The scanning technology itself, which combines computer imaging, statistical inference and a set of recognition algorithms first developed by John Daugman at Cambridge University, analyses more than 200 sample points, comparing them with the previously recorded image – and it is also largely unaffected by glasses or contact lenses. 

It all makes for a powerful and unambiguous identification tool, which is said to be at least as accurate as single finger print matching, and operates with confidence levels high enough to enable swift, reliable and exhaustive searches to be made through national databases. 

Despite this, the current technology has limitations, which may sometimes prove problematic. In common with most forms of biometric identification, live-tissue verification – ensuring that the system is presented with a living body part and not, for instance, fooled by a high-resolution image – can be difficult, especially for unsupervised applications.

The latest versions address this issue by a variety of means, such as changing illumination to provoke a  pupillary  reflex, or testing for the characteristic ‘red-eye’ of retinal retro-reflection, and there always remains the simple expedient of ensuring a human operator is on hand to observe what is going on. 

As a result, in a number of immigration applications around the world, including airports in Canada, the Netherlands, UK, US and the United Arab Emirates, iris scanning has already proven its worth as a means of speeding the entry of millions of pre-approved, low-risk passengers.  It is not hard to see how it could help expedite their exit too.

The ‘trusted traveller’

The key to achieving that, however, obviously lies in effective pre-flight checks, with the emphasis being, as Dunlop made clear in his presentation to IATA delegates in June, on “looking for ‘bad’ people, not just ‘bad’ objects.”

While behavioural analysts, and perhaps one day even intelligent CCTV, can provide a last line of defence to weed out suspicious-looking passengers at the airport itself, the real job of finding these ‘bad’ people falls to the state and will have taken place long before they are walking towards the check-in. 

“This revolutionary combination of technology and intelligence will make the experience significantly better for most passengers.”

Today’s ‘trusted traveller’ immigration schemes – such as the US Global Entry or the US / Canadian NEXUS programmes  – give an insight into how this might work, particularly in respect of IATA’s proposed ‘known traveller’ category, who would then be subject to less stringent security on-site.

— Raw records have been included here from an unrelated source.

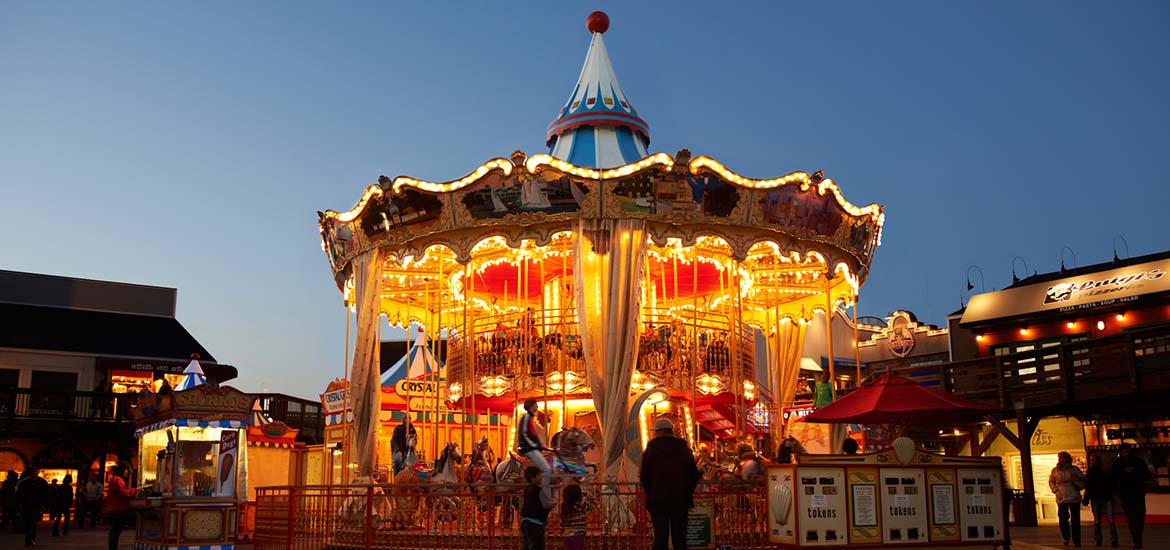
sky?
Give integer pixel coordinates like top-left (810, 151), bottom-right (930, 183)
top-left (2, 2), bottom-right (1168, 398)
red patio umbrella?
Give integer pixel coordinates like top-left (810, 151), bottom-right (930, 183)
top-left (802, 373), bottom-right (997, 425)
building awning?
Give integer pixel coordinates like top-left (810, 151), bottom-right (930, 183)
top-left (962, 255), bottom-right (1170, 327)
top-left (0, 302), bottom-right (236, 382)
top-left (134, 418), bottom-right (249, 437)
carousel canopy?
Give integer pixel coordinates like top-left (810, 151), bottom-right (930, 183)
top-left (547, 11), bottom-right (650, 169)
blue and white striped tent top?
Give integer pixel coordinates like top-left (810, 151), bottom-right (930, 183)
top-left (380, 325), bottom-right (444, 389)
top-left (546, 21), bottom-right (650, 169)
top-left (176, 356), bottom-right (207, 391)
top-left (134, 418), bottom-right (248, 437)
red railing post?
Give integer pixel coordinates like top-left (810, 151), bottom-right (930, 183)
top-left (488, 485), bottom-right (495, 550)
top-left (365, 485), bottom-right (374, 549)
top-left (286, 487), bottom-right (296, 550)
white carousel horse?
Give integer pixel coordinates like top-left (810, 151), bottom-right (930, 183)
top-left (494, 452), bottom-right (525, 529)
top-left (390, 441), bottom-right (463, 529)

Typically this would involve voluntary registration in the scheme, and trigger a thorough background check, probably involving multi-agencies and an investigation through international criminal databases.  

Applicants who pass this initial stage would then be subject to an in-person interview, and finally have their biometric data – fingerprints, facial photograph or iris scan – captured, digitised and registered in the appropriate system. 

Having undergone this extensive series of checks up-front, and being officially declared low-risk, would excuse such passengers from some of the screening procedures used in the ‘normal’ lane, through which most of the travelling public would be directed. 

More importantly, it also allows airport security to focus its resources on those who appear, for one reason or another, to present a higher potential risk.

It is often said nothing is 100 percent secure, but Giovanni Bisignani – now IATA’s Director General Emeritus – believes this revolutionary combination of technology and intelligence will make the experience significantly better for the vast majority of passengers and much more effective for security.  Small wonder, then, that he has described it as “a win / win situation”.